Comment avez-vous vécu, ressenti cette longue période sans public, ou presque ?

On se dit déjà qu’on a la chance d’être au match tandis que les supporters, les partenaires ne l’ont pas. Je ne suis pas d’un tempérament à pleurnicher, à me plaindre surtout quand il peut y avoir plus malheureux. Ce qui nous manque, aux gens du club, et demandez aux joueurs, ils vous diront la même chose, c’est le contact avec le public. Parce que le public, et encore plus à Amiens que dans certains stades, a su être costaud dans les moments où on n’était pas bien, dans les moments où on était en difficulté. Contrairement à certains stades où vous vous faites siffler pendant une heure et demi, ils ont parfois et même souvent su trouver les mots et ça nous a permis de faire des choses improbables, comme à Reims, comme se maintenir à 2 journées de la fin. On a réussi des coups, dans ce club, aussi grâce à ce public. Donc c’est évident qu’il nous manque beaucoup. On pense très souvent à lui. C’est pour ça qu’on a mis en place des lives, c’est pour ça qu’on essaye de faire des choses pour que malgré la distance, au moment où l’on nous demande de nous éloigner, on puisse se rapprocher. Ce soir j’aurais une pensée pour ce public parce qu’il nous manque depuis le début du confinement, on est impatient de le retrouver.

Comment, d’un point de vue plus technique, on continue à faire le même travail mais sans le répondant du public ?

Je me mets à la place des supporters. Et je me dis « qu’est-ce que je n’aimerais pas qu’on me prive de foot ! » C’est pour ça qu’il y a un peu plus d’un an, quand la Fédération Française de Football et la Ligue de Football Professionnel ont pris la décision de nous rétrograder, on a mis en place des lives.
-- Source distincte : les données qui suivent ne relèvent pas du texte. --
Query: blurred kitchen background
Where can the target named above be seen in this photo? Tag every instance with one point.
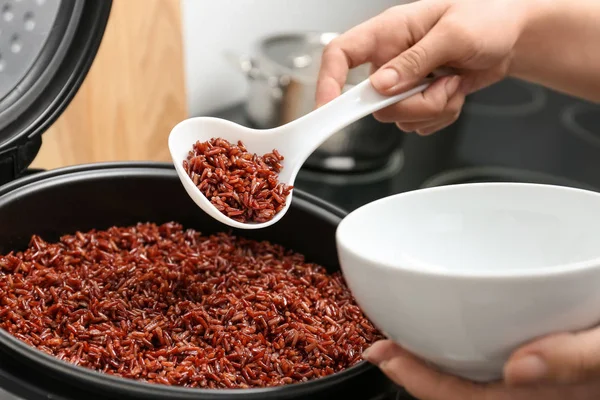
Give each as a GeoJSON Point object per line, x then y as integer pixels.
{"type": "Point", "coordinates": [163, 60]}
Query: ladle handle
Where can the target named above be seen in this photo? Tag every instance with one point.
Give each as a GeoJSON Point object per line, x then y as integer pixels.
{"type": "Point", "coordinates": [317, 126]}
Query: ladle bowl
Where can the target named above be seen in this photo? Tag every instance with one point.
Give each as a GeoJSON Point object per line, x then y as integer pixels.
{"type": "Point", "coordinates": [295, 140]}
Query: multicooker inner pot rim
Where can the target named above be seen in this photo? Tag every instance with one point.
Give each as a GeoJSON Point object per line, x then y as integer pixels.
{"type": "Point", "coordinates": [162, 175]}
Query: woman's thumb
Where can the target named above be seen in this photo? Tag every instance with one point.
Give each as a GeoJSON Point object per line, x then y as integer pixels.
{"type": "Point", "coordinates": [412, 65]}
{"type": "Point", "coordinates": [563, 358]}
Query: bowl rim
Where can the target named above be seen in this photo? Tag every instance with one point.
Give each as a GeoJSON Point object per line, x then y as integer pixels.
{"type": "Point", "coordinates": [430, 270]}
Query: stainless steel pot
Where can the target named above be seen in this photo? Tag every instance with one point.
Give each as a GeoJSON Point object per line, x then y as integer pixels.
{"type": "Point", "coordinates": [282, 76]}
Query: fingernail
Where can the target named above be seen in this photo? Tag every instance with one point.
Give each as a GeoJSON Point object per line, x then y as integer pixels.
{"type": "Point", "coordinates": [365, 354]}
{"type": "Point", "coordinates": [452, 85]}
{"type": "Point", "coordinates": [385, 79]}
{"type": "Point", "coordinates": [526, 370]}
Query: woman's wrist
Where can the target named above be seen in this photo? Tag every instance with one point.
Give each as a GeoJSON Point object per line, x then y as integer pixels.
{"type": "Point", "coordinates": [536, 34]}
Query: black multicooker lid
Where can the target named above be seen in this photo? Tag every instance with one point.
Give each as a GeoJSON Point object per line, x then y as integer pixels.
{"type": "Point", "coordinates": [46, 50]}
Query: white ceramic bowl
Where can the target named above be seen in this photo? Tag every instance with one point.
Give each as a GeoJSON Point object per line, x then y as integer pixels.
{"type": "Point", "coordinates": [461, 275]}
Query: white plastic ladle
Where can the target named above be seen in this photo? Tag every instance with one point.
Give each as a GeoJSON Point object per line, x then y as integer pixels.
{"type": "Point", "coordinates": [295, 140]}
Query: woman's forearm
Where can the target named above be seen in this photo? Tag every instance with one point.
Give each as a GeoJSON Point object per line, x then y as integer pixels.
{"type": "Point", "coordinates": [560, 47]}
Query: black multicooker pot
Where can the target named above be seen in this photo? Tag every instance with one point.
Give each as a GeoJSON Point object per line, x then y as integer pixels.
{"type": "Point", "coordinates": [102, 195]}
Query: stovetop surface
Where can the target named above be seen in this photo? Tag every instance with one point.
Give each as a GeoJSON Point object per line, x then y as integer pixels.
{"type": "Point", "coordinates": [511, 131]}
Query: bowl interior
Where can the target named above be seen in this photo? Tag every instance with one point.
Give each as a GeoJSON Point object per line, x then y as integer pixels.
{"type": "Point", "coordinates": [478, 228]}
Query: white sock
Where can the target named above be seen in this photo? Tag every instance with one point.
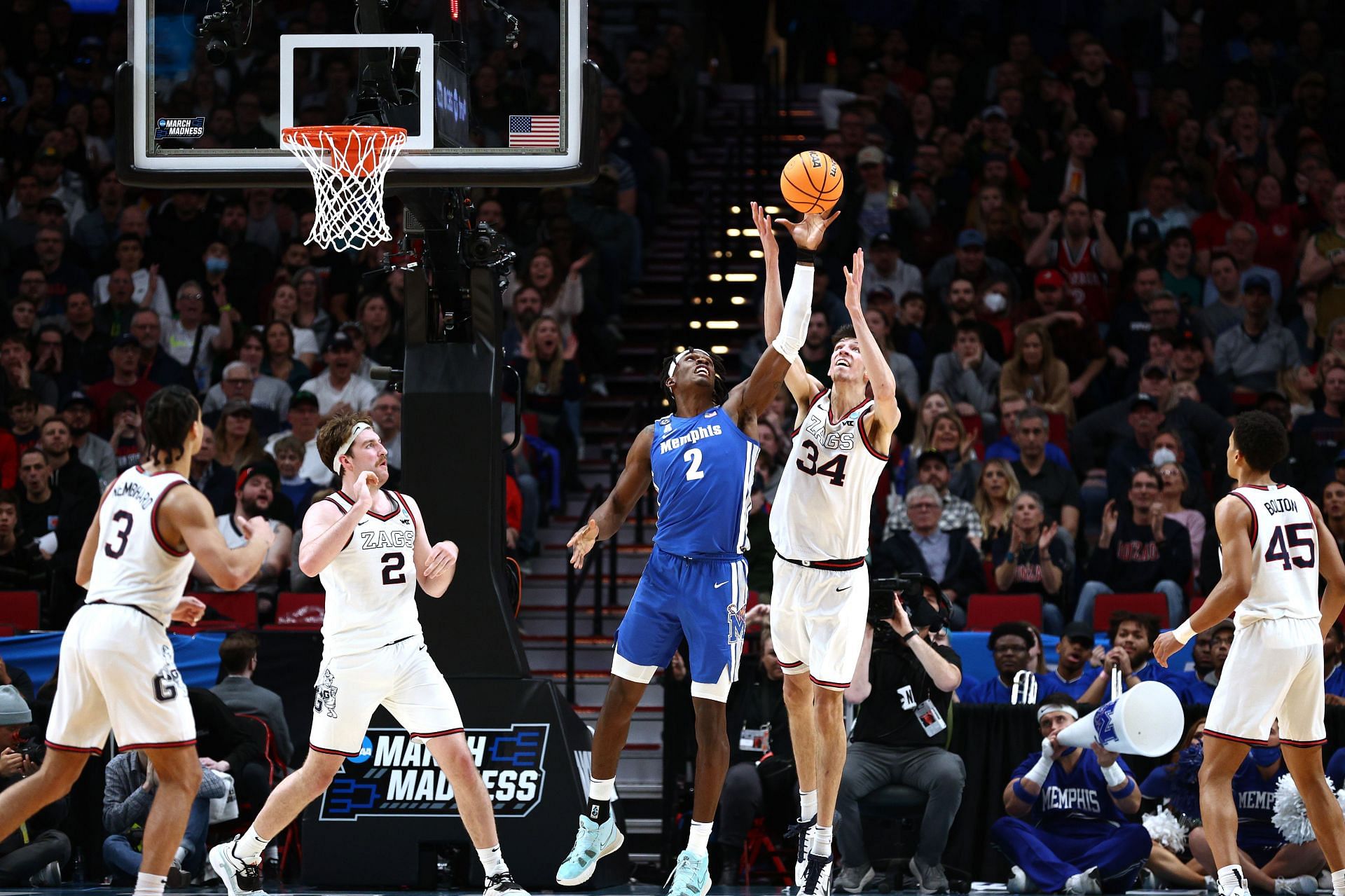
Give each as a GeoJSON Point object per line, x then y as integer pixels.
{"type": "Point", "coordinates": [492, 860]}
{"type": "Point", "coordinates": [249, 846]}
{"type": "Point", "coordinates": [150, 884]}
{"type": "Point", "coordinates": [698, 843]}
{"type": "Point", "coordinates": [807, 805]}
{"type": "Point", "coordinates": [1231, 878]}
{"type": "Point", "coordinates": [603, 790]}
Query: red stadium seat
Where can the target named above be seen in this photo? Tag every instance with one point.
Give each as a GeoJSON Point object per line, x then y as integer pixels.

Parce que comme on était tous enfermés, confinés, on n’avait pas la possibilité de se rassembler et de manifester, sinon, je pense qu’on l’aurait fait. Ça avait même été envisagé, de se retrouver à Paris devant le siège de la FFF, mais le confinement ne le permettait pas. Donc on a créé ces lives pour ça, pour se rapprocher du public. L’être humain est aussi fait pour s’adapter. Eh bien, nous, on s’adapte. Par exemple, quand j’annonce un but, j’ai l’impression que le public est toujours là. Pendant tout le match, on est peut-être un des seuls clubs de L2, on a une bande sonore qui accompagne nos joueurs. En L1, ça se fait beaucoup, en L2, c’est plutôt rare. Et cette bande sonore, ce n’est pas pour faire semblant, c’est parce que quand on ferme les yeux, on a l’impression qu’ils sont encore là. Mais évidemment, on est impatient de les retrouver, qu’ils soient réellement là.

Être passionné, c’est important, et aimer le football, c’est indispensable

De façon plus générale, quelles qualités faut-il avoir pour être un bon speaker ?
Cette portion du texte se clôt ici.